I’ve heard many times that God doesn’t mind His people having money; He minds money having His people. If financial hardship takes away your joy, then you know where your joy was grounded all along: in your checkbook. If, on the other hand, you can thank God for the financial straits your find yourself in, then you know that you are trusting all you have to God. He gives and He takes away. It all belongs to Him and He has made us stewards of His stuff. He governs the world righteously, and He does all things for the good of His people. So we can believe that when He takes stuff away from us, that He does it for our soul’s good. This is a sweet, comforting doctrine.
Being tempted is not the same thing as sin. We may be tempted to worry or fret or murmur, but we do not need to give way to these sins. What can we do to keep from giving way to worry or discontent? I can think of four things:
First, give thanks. Do you have food and clothing? Paul says we should be content with that (1 Tim. 6:8). We are to always and for everything give thanks. The Lord is near. Thank God for the empty bank account. Thank Him for the beans and rice.
Next, be cheerful.Â Rejoice. You may say,”Rejoice? Rejoice in what?” Rejoice in the Lord. He is the same yesterday, today, and forever. He will never leave you or forsake you. Money is a capricious god. But the Lord our Maker is constant. Being grumpy or complaining only makes things worse and it displeases God. A cheerful spirit is good medicine. It not only comforts your own heart, but blesses everyone else in the house. But if you drag your troubles around on your face, it burdens everyone else and increases your troubles. Give it all to God and rejoice. Lift up your hands, your eyes, your voice, your heart all to God.
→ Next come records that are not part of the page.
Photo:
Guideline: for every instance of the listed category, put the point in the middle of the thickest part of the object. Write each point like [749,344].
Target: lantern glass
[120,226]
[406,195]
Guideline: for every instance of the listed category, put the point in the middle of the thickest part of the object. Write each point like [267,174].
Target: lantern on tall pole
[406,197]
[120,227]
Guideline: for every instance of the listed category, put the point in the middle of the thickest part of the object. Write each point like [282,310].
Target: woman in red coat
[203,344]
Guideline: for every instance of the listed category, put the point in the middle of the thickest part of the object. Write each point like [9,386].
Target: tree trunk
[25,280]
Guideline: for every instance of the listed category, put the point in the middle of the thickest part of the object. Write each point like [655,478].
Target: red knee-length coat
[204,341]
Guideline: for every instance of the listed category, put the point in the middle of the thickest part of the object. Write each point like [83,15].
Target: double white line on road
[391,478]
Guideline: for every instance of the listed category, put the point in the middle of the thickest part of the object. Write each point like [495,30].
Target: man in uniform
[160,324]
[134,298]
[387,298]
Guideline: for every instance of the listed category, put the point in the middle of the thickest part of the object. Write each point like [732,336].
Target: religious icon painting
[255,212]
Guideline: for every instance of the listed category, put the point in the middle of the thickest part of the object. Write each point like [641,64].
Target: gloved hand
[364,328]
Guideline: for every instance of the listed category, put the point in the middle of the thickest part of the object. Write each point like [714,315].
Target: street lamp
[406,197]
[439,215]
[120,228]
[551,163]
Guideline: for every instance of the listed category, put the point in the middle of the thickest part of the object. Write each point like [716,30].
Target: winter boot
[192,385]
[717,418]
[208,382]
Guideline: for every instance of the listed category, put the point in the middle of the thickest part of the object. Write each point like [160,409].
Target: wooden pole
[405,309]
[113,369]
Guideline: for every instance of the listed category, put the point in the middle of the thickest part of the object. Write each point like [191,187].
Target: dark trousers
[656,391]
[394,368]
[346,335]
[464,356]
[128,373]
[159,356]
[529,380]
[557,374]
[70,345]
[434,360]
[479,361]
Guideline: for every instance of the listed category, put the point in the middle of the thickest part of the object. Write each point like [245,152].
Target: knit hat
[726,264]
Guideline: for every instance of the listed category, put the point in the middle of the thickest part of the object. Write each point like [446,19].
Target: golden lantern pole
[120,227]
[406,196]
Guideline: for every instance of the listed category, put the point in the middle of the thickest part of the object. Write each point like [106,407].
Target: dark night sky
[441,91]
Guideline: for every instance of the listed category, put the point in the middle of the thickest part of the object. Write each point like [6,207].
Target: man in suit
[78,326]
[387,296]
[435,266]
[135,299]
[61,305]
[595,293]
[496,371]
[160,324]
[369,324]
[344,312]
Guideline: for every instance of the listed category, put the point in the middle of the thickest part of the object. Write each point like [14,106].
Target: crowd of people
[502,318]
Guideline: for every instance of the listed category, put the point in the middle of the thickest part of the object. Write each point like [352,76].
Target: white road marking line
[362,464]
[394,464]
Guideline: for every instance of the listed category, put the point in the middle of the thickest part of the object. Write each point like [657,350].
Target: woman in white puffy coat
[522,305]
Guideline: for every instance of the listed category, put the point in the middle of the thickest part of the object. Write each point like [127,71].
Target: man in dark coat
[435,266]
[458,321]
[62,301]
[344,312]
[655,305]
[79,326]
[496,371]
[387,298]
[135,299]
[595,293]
Third, be hospitable. Are you struggling to make ends meet? Invite someone over for dinner. Share what you have even if it is not very much. Be generous. Continue to give. Continue to tithe what you have. Jesus made much of the widow’s two mites for good reason.
Last, don’t assign blame. It is God who sovereignly rules the world. If our President does something foolish or unwise, he bears the responsibility, but God has promised to overrule it for our good. If your husband invested your money unwisely, it does no good to beat him over the head with it. It won’t fix the problem, but it is guaranteed to wreck the marriage.
Ecclesiastes says that money answers everything (10:19). How many of our problems could be solved with a big check? Lots, in fact. But it would not solve our attitude toward money. If we determine to ride this time out cheerfully, with an eye to bringing glory to our Maker, we will have no regrets. And how much better to look back on this time with gratitude rather than with regret.